Partindo de uma história familiar verídica, ‘Em busca de Judith’ é o primeiro solo concebido e interpretado pela atriz e investiga as vozes femininas silenciadas pela estrutura manicomial e o conceito de loucura. Até os 32 anos, Jéssica Barbosa acreditava que Judith Alves Macedo, sua avó paterna, havia falecido num acidente de carro. A história que lhe era contada desde a infância ganhou uma reviravolta quando a atriz se deparou com uma fotografia num livro e ouviu um relato familiar, gatilhos que dispararam nela a busca pela história real de Judith.
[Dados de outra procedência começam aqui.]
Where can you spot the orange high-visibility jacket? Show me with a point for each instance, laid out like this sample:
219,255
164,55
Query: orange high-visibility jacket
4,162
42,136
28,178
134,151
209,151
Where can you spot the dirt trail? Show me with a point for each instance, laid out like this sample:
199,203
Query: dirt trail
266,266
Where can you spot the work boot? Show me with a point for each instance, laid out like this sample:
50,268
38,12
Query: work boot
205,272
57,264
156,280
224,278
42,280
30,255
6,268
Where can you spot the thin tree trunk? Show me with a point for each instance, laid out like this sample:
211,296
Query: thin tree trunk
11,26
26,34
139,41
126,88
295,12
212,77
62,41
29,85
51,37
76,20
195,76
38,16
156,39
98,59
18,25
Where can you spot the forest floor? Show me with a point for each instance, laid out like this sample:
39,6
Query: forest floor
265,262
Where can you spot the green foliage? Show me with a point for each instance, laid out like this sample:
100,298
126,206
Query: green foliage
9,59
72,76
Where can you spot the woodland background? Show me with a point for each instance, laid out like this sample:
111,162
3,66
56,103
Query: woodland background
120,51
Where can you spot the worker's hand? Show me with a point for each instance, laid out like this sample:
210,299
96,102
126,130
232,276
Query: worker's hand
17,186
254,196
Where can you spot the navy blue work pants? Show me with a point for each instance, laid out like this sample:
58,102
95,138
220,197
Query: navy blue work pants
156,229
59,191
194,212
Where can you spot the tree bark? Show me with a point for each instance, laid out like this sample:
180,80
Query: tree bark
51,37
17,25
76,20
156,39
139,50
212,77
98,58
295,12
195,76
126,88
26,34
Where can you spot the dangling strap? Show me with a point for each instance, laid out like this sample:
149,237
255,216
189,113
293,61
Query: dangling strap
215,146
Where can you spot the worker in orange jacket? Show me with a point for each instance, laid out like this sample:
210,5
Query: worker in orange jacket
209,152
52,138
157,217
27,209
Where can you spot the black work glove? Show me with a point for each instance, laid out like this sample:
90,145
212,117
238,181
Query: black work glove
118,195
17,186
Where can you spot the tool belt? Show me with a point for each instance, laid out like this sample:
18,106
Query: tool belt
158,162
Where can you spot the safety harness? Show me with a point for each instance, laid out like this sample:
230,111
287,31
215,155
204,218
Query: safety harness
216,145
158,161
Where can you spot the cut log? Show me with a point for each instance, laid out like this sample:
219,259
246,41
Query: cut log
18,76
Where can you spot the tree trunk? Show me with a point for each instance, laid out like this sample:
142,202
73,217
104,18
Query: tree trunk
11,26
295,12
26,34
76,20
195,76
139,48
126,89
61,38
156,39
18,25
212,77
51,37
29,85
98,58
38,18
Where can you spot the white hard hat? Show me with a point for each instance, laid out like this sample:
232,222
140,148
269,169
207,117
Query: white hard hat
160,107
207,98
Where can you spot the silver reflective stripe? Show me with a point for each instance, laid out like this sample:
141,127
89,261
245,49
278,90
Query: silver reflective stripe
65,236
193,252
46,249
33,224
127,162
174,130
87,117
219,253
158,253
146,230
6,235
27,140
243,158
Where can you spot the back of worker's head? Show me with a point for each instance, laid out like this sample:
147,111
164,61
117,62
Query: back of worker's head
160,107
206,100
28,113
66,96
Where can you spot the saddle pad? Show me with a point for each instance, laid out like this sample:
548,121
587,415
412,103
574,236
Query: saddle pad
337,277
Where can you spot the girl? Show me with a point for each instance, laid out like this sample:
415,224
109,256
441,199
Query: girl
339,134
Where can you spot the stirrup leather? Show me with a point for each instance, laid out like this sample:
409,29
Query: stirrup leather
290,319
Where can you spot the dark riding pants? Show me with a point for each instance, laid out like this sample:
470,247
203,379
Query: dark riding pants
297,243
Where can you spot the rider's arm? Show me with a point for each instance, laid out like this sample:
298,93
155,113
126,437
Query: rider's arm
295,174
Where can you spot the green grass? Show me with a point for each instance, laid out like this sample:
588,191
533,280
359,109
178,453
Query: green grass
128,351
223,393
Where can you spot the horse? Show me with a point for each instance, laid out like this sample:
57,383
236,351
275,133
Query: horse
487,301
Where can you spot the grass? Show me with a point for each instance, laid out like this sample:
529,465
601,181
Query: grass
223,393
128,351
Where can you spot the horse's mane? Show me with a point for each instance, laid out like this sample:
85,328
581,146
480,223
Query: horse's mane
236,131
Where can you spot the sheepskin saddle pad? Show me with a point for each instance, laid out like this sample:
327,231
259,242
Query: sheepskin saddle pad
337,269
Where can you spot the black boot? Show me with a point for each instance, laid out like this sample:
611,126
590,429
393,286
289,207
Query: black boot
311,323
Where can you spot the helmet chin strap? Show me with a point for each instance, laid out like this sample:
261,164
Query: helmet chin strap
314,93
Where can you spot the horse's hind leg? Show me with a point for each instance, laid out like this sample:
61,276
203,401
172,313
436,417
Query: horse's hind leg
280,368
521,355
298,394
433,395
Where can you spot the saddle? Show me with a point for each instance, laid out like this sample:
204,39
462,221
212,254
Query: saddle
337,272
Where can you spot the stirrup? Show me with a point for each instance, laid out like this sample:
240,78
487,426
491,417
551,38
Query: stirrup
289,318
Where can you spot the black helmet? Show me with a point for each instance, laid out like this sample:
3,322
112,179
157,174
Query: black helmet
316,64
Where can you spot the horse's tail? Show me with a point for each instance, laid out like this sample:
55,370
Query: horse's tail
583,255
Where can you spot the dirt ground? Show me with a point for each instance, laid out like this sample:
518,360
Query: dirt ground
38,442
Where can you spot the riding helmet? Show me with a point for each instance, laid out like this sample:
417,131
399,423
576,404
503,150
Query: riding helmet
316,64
O Teatro Experimental do Negro
A mulher negra, mãe de cinco filhos, fora internada compulsoriamente num hospital psiquiátrico, onde permaneceu até a sua morte, em 1958. É sobre as buscas e descobertas dessa história, permeada pelo silenciamento das vozes femininas e questões que atravessam o sistema manicomial que trata “Em busca de Judith”, espetáculo idealizado por Jéssica e Pedro Sá Moraes, que também assina a direção, e tem estreia com sessão dupla dia 16 de Março, às 15h e 20h, no Sympla. “A peça nunca vai ser uma reconstituição do que aconteceu ou algo que busca julgar os culpados”.
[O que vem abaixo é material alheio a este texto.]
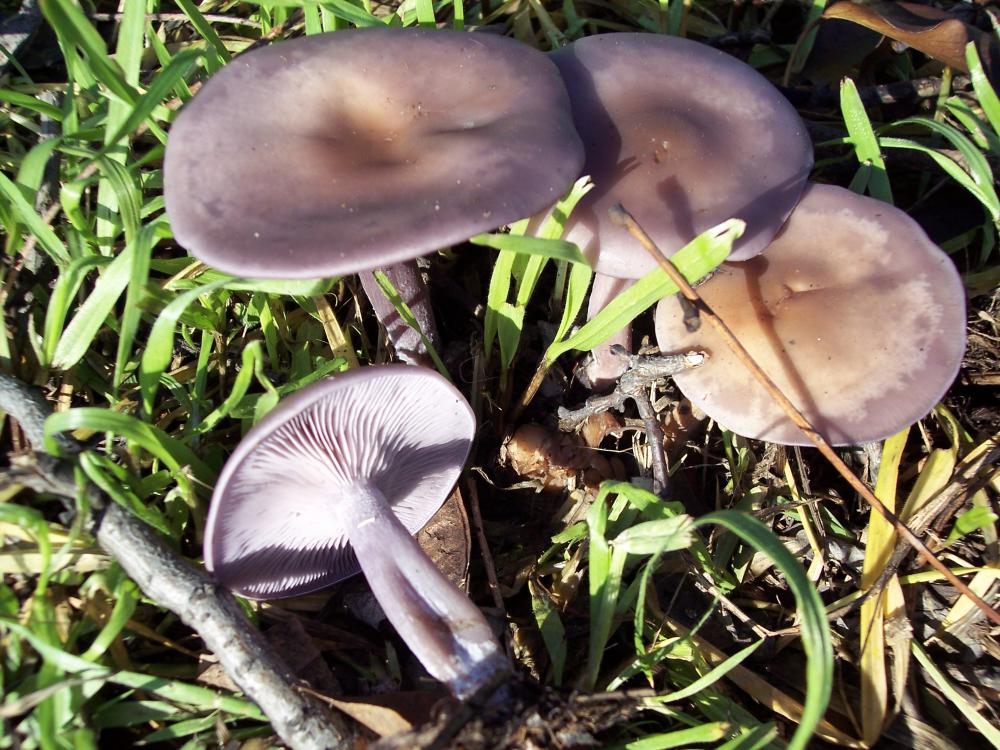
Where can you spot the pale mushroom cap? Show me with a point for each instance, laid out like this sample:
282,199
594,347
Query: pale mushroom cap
273,529
683,135
855,314
354,150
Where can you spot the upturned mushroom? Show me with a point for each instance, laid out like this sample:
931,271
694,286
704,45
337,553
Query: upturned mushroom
360,149
853,312
683,135
337,478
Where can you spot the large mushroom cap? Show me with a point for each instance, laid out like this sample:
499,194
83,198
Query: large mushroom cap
353,150
274,529
854,313
685,137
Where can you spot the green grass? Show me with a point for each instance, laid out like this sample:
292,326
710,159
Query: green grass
159,365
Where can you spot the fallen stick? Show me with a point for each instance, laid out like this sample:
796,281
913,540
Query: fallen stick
623,218
176,585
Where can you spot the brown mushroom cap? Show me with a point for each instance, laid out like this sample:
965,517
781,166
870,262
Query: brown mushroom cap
685,137
854,313
354,150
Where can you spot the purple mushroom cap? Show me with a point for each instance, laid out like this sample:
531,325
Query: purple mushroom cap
684,136
355,150
853,312
276,525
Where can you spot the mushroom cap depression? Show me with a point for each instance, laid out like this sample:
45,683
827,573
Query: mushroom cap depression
853,312
684,136
273,529
353,150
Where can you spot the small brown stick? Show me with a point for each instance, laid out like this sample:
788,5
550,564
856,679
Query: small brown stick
622,217
641,372
174,584
484,551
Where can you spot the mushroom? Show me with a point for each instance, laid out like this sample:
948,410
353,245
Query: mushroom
338,477
684,136
853,312
360,149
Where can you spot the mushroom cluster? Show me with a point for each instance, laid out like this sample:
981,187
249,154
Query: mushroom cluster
682,157
364,149
852,311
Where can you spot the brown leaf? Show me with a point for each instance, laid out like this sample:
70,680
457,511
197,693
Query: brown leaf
446,540
934,32
390,713
557,461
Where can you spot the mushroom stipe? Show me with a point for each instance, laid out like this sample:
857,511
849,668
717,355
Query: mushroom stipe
338,477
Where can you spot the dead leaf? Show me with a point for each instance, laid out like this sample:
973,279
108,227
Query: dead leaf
557,461
389,713
936,33
446,539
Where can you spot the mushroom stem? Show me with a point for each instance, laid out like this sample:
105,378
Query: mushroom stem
605,366
405,277
444,629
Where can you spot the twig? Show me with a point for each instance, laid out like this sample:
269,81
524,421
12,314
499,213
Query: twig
189,593
620,216
641,372
484,551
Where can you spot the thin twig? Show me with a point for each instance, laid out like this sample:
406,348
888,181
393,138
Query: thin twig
176,585
640,374
622,217
484,552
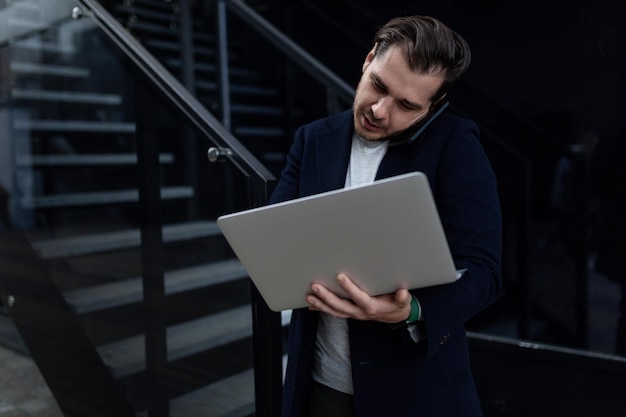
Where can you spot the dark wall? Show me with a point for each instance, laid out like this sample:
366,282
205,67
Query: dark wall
559,63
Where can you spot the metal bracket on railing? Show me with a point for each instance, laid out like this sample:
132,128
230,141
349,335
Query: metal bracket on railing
215,153
77,13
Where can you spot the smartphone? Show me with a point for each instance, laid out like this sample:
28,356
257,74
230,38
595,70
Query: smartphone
410,134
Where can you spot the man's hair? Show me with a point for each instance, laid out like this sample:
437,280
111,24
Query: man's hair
428,45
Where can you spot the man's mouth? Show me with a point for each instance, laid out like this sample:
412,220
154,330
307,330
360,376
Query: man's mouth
369,125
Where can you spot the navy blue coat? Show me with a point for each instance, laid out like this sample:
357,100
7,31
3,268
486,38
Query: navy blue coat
392,375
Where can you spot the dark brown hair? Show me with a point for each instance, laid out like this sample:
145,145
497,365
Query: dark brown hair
428,45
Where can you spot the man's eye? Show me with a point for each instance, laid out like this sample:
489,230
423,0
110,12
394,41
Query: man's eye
378,86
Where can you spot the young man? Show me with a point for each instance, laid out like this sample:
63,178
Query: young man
401,354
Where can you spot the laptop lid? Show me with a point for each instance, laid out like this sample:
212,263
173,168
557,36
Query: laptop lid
385,235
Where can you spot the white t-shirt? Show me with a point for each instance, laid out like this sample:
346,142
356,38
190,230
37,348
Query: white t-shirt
332,348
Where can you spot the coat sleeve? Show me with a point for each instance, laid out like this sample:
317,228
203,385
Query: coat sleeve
466,195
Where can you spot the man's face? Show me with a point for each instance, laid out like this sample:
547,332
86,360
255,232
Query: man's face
390,96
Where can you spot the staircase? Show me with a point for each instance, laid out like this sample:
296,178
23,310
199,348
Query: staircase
74,190
259,113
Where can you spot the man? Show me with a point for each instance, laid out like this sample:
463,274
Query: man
401,354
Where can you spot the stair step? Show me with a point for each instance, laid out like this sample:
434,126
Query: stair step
239,89
259,131
123,239
128,291
154,4
230,397
45,69
67,97
99,197
33,44
206,67
148,29
173,46
115,159
163,15
75,126
257,110
127,356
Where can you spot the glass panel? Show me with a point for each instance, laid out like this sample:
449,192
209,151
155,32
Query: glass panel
85,147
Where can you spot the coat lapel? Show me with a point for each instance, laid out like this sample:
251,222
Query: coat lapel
333,154
397,160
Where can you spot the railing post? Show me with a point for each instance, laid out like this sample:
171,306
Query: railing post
267,340
152,250
223,76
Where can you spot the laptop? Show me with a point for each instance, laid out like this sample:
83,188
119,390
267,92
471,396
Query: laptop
385,235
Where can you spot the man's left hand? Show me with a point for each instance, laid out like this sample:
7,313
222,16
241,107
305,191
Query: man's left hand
387,308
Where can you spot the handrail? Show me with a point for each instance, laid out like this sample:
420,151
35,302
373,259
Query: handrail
294,52
178,95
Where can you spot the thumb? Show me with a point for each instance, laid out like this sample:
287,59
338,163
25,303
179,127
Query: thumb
403,296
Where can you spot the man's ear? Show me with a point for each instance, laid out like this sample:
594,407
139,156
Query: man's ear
369,58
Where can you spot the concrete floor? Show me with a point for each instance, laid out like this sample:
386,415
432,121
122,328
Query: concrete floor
23,391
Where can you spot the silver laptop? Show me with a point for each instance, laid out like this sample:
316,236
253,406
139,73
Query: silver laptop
385,235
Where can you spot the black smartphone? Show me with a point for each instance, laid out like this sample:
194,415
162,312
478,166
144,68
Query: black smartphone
410,134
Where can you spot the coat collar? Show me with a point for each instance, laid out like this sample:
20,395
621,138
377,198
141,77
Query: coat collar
333,154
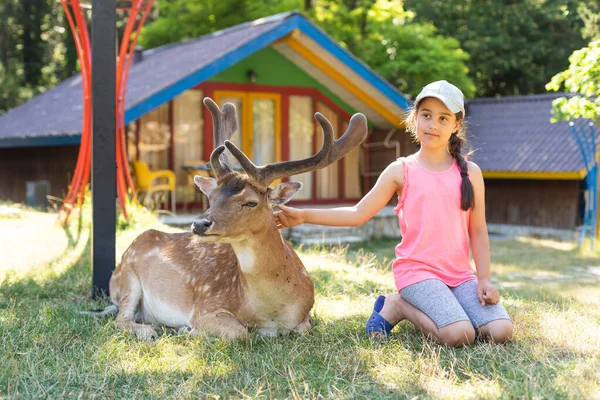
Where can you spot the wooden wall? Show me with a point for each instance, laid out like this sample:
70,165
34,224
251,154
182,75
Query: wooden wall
19,165
547,203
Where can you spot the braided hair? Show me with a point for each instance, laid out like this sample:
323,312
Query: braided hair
457,141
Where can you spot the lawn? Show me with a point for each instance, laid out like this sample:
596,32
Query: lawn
49,351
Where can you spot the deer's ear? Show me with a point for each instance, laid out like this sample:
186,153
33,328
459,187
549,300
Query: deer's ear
284,192
206,185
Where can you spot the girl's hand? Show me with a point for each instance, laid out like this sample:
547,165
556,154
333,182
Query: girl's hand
487,293
288,217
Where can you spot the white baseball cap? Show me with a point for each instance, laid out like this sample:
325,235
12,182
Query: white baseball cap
447,93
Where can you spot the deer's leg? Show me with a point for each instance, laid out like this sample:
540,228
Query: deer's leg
129,302
221,323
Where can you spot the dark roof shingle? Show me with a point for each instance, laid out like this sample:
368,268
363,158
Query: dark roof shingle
514,134
58,112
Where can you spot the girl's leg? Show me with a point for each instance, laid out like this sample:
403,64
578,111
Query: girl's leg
458,333
491,321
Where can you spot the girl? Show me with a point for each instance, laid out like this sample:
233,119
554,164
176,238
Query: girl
441,209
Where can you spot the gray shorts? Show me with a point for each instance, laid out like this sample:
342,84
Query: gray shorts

“Desde que iniciei esta busca mudei a minha perspectiva sobre o que é loucura, e me disponibilizo a tentar entender as estruturas por trás desses muros que se erguem em prol da dita normalidade. É importante debatermos a saúde mental diante de um governo que acabou com as políticas de redução de danos e propôs acabar com os CAPS e outros espaços de atenção psicossocial, defendendo a volta do eletrochoque e do manicômio”, reflete.
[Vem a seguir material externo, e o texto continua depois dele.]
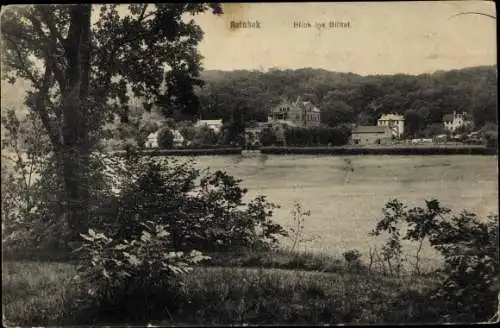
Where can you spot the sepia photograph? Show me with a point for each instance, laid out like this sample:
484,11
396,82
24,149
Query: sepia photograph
239,164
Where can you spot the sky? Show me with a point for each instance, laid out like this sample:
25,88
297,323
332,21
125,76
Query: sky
382,38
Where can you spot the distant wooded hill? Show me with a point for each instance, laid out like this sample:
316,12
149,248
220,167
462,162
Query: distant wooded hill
348,97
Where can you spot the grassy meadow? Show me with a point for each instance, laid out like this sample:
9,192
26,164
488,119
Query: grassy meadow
312,284
346,193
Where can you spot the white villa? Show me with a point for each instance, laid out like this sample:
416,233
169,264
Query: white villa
454,121
215,125
395,122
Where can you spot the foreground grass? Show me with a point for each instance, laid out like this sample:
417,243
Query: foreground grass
36,292
43,293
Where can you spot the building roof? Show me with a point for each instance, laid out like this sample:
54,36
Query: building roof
369,129
448,117
209,122
391,117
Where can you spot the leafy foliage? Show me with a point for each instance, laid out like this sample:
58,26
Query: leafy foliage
134,277
200,210
469,285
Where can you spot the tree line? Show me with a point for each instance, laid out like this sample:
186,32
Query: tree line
350,98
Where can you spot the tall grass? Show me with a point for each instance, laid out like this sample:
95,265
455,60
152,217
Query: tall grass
38,293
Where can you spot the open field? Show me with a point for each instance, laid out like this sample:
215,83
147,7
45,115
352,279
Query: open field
346,194
43,293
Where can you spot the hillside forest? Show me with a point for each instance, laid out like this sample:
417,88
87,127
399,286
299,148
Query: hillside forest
242,97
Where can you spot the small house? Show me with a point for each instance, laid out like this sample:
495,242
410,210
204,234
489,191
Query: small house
371,135
395,122
456,120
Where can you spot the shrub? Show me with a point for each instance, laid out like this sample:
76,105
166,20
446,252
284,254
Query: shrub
468,281
132,279
296,230
352,259
335,136
165,138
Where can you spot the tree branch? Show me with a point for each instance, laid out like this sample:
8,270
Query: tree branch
41,109
50,48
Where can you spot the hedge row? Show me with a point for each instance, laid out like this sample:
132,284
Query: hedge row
188,151
478,150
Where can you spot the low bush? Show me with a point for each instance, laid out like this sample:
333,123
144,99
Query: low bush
468,282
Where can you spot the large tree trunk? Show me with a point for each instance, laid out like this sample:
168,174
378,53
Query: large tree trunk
75,149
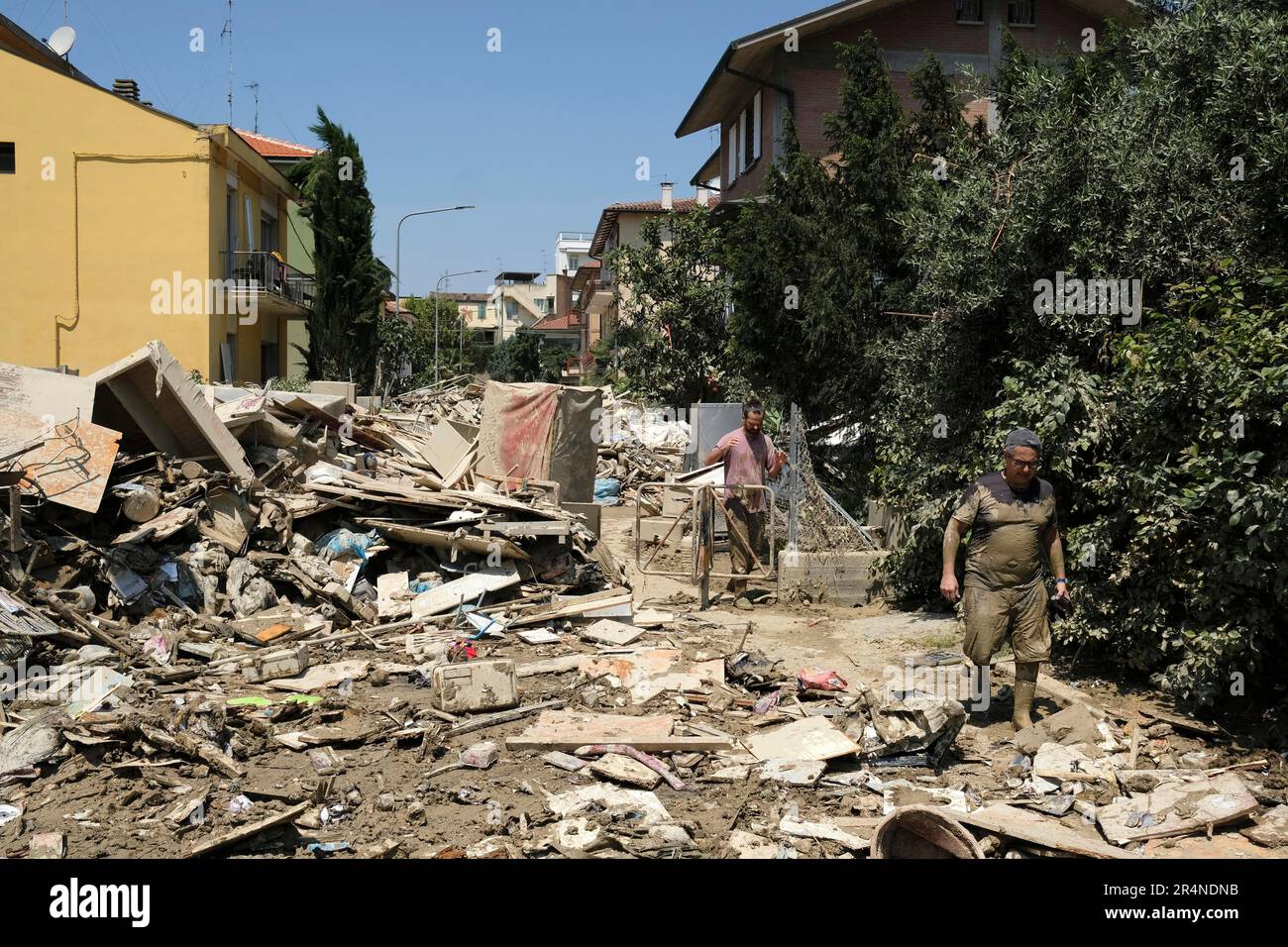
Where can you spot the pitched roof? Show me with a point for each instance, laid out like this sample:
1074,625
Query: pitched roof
747,56
609,217
275,147
554,322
Quando, em 2018, conheceram a Colônia Juliano Moreira do Rio de Janeiro, Jéssica e Pedro deram início à residência artística que resultaria no espetáculo. “Ali, estávamos dentro do universo da avó de Jéssica, que havia falecido no hospital psiquiátrico homônimo em Salvador (BA). Então, pudemos trocar com artistas que são usuários da rede de apoio à saúde mental, pesquisadores e estudiosos da obra do Bispo do Rosário”, relata Pedro, que filmou o espetáculo itinerante em espaços desativados da antiga Colônia, como a cela onde Arthur Bispo do Rosário foi internado e o antigo pavilhão feminino. Além de graduado em Psicologia, o diretor da peça é ainda ator, dramaturgo e, como músico, criou as canções originais para a trilha sonora do espetáculo.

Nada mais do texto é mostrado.